The Peruvian sailor and geographer Germán Stiglich, when reviewing Peruvian port records, did not find any Olaya (a Spanish surname), but several Laya (a name of pre-Columbian origin), concluding that the martyr's real name was José O. Laya — a view later spread by the Peruvian historian Juan José Vega.

==Biography==
The son of Jose Apolinario Olaya and Cordoba and doña Melchora Balandra. He had 11 siblings. In 2023, his baptismal record was located, establishing his previously contested birth date as July 20, 1791.

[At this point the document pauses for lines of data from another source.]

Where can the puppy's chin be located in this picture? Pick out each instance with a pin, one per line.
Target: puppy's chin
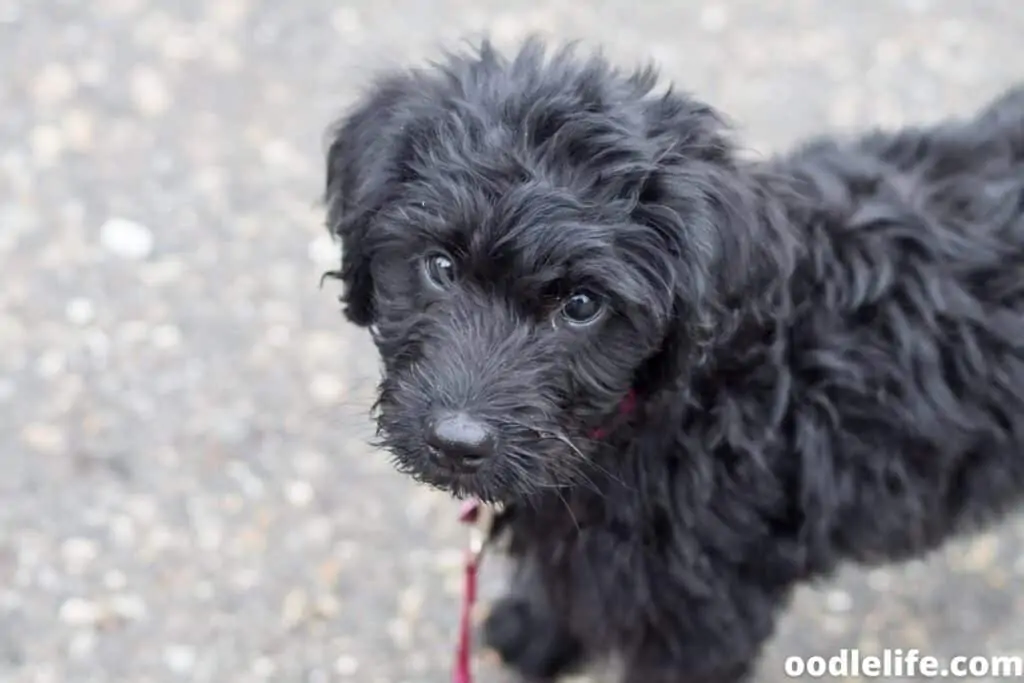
(506, 477)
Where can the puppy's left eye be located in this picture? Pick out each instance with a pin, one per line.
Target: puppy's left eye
(582, 308)
(438, 269)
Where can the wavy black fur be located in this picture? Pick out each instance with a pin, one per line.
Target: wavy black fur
(828, 346)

“In the City of the Kings, on the fifth of February, seventeen ninety-two. I, Licentiate Don Sebastián Guerrero […] anointed with oil and chrism Silberio, an Indian child six months and fifteen days old, to whom in case of necessity Father Fray Eusebio Ramires, a friar of the Order of Mercy, had poured the baptismal water. Legitimate son of José [Apolinario] Olalla and Melchora Balandra. His godfather was S. Juan Dionisio Toledo; witnesses were Ciriaco Obiedo and Pedro Techum.”
In the struggle for the independence of Peru, José Olaya acted as secret emissary carrying messages between the Government of Callao and Lima Patriots by swimming. He was discovered, arrested and subjected to torture and sentenced to death. Despite the torture, he never revealed his mission and willingly swallowed the letters assigned to the mission. The independence of Peru, first declared in Huaura in November 1820 and July 28, 1821 in Lima, had become effective only in Lima and in the north, but Cuzco, the central highlands and south were still under the rule of the royal army.

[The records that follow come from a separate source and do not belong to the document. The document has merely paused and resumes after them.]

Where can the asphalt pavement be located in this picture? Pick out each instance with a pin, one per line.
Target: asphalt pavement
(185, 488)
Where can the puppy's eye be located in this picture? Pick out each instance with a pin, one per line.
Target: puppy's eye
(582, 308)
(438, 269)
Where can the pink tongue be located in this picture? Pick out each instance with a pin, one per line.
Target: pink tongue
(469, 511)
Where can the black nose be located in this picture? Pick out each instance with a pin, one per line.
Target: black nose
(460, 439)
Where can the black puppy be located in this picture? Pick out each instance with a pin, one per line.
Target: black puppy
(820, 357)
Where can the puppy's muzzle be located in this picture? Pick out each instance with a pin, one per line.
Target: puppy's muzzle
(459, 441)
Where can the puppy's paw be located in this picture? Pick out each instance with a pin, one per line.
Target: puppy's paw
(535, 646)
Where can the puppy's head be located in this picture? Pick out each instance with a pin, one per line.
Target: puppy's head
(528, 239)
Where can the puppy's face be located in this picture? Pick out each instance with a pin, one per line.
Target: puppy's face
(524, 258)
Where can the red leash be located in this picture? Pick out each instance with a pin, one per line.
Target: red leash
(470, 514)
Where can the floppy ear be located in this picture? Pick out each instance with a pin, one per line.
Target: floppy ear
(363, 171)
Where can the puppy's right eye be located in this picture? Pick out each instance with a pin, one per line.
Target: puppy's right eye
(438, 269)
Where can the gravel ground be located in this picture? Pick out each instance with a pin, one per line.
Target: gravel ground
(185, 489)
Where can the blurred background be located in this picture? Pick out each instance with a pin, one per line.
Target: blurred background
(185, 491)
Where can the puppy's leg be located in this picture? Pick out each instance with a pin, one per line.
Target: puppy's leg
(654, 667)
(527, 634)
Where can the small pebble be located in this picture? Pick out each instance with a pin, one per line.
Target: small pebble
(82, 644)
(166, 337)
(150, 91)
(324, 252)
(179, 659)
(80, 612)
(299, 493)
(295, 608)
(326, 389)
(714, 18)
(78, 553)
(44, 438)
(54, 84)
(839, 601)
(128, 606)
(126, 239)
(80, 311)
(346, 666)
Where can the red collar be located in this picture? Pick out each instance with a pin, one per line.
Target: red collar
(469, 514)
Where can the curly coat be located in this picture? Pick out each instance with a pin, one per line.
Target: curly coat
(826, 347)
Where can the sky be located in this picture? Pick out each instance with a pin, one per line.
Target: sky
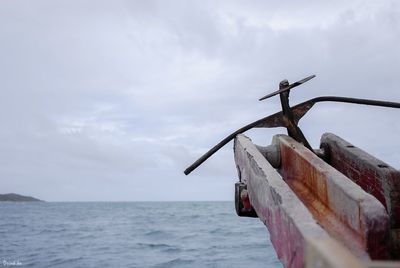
(112, 100)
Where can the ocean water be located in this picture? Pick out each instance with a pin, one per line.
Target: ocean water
(132, 234)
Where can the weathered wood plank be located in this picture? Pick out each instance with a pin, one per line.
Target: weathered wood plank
(288, 220)
(373, 175)
(347, 212)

When José de San Martín recognized the little support given to political and military forces, he resigned from the Constituent Congress of Peru, 1822. The congress appointed José de la Riva Agüero as President of the Republic and Francisco Xavier de Luna Pizarro as Congress President. The royal army, taking advantage of the fact that the patriotic troops were far away, took Lima and members of Congress took refuge in the Real Felipe Fortress in Callao. It is at this stage that José Olaya, a fisherman by trade, did not hesitate to serve as a link between the ships of the squadron Liberator (formed by units of the Republic of Chile) and the soldiers of the patriotic forces (Argentina, Chile and Peru) located in Lima, even if it meant walking across fields and swimming in the sea.

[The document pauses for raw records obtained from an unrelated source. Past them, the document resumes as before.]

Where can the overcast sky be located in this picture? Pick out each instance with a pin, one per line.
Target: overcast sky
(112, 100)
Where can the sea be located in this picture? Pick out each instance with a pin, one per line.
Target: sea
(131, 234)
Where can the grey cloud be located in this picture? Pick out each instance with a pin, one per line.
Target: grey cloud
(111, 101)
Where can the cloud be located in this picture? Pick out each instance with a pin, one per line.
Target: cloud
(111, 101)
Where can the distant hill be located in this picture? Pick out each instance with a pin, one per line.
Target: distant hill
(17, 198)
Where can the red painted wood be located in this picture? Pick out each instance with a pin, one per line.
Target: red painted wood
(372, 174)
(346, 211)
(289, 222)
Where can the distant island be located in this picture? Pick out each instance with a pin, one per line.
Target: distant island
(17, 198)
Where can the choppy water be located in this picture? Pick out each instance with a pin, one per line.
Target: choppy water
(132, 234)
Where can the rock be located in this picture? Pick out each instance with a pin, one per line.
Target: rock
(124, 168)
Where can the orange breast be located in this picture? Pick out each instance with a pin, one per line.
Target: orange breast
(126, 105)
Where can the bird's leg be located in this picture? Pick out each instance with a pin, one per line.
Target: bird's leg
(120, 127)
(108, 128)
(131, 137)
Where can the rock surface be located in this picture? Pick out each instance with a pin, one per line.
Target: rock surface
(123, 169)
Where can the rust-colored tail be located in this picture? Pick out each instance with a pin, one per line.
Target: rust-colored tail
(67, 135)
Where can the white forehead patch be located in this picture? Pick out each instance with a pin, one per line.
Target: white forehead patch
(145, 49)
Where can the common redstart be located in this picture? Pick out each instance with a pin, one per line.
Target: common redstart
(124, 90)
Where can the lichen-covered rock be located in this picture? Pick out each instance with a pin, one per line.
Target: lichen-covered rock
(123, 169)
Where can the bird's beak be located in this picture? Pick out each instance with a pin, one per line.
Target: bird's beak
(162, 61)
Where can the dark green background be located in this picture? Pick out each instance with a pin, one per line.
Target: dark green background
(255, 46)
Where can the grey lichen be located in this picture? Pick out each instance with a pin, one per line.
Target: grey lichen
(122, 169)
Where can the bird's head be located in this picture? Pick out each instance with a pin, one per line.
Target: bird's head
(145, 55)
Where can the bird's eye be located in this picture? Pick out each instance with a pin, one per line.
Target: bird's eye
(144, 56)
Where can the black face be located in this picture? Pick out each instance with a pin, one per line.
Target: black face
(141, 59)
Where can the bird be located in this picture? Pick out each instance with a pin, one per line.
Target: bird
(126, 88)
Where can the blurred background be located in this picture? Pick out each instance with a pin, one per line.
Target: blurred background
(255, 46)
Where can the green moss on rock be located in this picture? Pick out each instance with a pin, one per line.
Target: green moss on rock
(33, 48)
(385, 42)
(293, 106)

Imprisoned by the royal army, he was tortured in order to obtain information about the patriotic forces. José Olaya Balandra was not frightened of pain. He suffered two hundred lashes of the whip and two hundred beatings with sticks, not yielding even after they tore out his nails. Finally, on the morning of June 29, 1823 he uttered the phrase:
If I had a thousand lives, I would gladly give them for my homeland.
— cquote

The Avenida Jose Olaya in Lima, Callao, Chorrillos and Villa María del Triunfo, Peru are named after him.